Beijing's top diplomat reportedly told European officials China can't accept a Russian defeat in Ukraine.

It would be a "major devastation for the Chinese security architecture if Russia were to fall or become Westernized," said Claus Soong, an analyst who specializes in China-Russian relations at the Mercator Institute for China Studies in Berlin.

New world order

In 2022, just days before Russia invaded Ukraine, Putin and Xi met on the sidelines of the Beijing Winter Olympics to call for "shaping a polycentric world order."

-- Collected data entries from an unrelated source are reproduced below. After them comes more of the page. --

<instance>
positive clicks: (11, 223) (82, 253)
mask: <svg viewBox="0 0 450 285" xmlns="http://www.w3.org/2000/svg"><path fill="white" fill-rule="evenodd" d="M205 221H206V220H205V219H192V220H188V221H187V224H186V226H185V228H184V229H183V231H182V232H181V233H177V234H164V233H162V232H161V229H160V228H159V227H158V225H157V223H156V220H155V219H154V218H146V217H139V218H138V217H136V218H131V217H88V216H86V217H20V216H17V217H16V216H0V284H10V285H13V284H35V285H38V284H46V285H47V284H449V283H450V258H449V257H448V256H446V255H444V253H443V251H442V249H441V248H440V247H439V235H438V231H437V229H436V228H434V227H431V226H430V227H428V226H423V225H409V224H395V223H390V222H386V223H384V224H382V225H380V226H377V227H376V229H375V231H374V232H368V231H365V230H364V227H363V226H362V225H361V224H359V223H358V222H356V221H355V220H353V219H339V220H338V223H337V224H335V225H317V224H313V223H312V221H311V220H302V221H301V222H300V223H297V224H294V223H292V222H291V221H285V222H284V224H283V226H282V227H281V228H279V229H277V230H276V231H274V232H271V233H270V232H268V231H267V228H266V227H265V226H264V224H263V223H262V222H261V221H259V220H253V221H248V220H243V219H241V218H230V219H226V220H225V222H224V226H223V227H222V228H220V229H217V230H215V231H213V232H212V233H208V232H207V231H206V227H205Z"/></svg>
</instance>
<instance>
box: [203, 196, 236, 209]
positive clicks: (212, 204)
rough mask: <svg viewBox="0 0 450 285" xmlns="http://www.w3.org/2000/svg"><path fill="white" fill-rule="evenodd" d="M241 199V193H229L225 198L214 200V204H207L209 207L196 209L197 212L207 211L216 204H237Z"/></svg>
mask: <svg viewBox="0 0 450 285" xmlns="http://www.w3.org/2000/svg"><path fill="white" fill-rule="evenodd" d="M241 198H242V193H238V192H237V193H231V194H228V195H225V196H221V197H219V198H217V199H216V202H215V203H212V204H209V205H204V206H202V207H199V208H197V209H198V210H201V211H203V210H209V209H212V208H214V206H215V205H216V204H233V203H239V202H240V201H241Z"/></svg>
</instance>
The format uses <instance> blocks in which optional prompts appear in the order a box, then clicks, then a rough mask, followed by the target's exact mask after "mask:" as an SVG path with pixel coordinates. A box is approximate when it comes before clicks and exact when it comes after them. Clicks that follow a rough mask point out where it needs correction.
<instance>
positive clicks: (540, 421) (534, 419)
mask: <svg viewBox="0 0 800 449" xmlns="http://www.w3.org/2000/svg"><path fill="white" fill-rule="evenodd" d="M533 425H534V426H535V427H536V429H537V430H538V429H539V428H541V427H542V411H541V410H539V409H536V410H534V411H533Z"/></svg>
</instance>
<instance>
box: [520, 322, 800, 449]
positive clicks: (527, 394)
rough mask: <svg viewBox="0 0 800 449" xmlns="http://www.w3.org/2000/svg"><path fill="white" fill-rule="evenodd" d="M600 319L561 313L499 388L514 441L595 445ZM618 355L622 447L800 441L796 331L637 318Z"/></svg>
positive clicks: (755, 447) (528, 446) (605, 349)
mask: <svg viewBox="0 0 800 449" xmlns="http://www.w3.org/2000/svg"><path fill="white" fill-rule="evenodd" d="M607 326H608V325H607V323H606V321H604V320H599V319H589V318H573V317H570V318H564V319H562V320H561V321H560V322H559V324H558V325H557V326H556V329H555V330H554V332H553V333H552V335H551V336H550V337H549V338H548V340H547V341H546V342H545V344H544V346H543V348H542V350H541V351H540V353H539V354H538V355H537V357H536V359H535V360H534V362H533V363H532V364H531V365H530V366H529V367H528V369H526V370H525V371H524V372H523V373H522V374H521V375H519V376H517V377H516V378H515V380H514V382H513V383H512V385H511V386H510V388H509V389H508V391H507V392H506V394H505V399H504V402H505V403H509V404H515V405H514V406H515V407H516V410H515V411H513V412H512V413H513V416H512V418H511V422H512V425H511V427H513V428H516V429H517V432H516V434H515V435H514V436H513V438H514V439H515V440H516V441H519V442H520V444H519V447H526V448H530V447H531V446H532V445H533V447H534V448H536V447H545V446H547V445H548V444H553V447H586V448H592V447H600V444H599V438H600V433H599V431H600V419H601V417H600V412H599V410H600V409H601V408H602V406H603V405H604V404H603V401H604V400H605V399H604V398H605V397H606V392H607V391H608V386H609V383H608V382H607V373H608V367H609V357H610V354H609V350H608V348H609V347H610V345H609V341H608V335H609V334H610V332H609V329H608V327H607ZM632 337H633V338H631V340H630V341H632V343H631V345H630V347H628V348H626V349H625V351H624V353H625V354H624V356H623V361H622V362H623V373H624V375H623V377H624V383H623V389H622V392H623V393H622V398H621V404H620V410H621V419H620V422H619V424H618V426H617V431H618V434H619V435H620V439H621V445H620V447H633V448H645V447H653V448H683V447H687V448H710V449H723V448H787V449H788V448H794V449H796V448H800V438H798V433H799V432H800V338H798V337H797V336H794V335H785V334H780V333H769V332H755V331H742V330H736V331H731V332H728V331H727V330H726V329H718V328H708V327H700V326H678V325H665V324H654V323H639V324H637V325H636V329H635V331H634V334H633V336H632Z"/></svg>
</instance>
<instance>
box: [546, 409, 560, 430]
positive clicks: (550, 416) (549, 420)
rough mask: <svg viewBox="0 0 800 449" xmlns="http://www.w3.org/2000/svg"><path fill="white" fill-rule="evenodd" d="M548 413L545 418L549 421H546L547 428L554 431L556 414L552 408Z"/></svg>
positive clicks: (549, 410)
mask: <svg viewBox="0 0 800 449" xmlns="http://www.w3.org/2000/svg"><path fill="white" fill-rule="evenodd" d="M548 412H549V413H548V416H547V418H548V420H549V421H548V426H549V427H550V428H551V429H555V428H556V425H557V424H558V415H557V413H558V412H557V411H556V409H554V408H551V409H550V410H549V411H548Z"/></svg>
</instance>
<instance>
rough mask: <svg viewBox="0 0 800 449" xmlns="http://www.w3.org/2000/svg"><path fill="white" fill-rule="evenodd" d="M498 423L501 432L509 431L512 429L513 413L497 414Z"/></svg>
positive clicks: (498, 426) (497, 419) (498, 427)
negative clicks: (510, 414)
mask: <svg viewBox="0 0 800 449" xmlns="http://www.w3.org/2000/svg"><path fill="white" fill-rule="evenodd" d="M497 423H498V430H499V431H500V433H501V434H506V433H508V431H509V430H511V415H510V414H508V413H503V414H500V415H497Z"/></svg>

Their governments have chafed for years at the global dominance the US has enjoyed since the collapse of the Soviet Union.

President Trump's chaotic foreign policy, which has included attacks on longtime allies and the almost-overnight dismantling of global free trade, presents China, the world's second largest economy, with fresh opportunity.

As world leaders gather for the SCO summit in Tianjin and the subsequent World War II victory military parade in Beijing, expect Xi to promote China as a stable alternative to Washington.

"China is definitely using this opportunity to demonstrate to China's neighbors that China is a benevolent leader, a benevolent hegemon…dependable, predictable," said the Stimson Center's Sun.

The Shanghai Cooperation Organization has deep structural flaws, including the wars that erupted in recent years between several of its member states and dialogue partners (India and Pakistan, Tajikistan and Kyrgyzstan, Armenia and Azerbaijan).

But this Eurasian gathering may present a more appealing alternative to nations worried by the US and its increasingly unpredictable position on the world stage.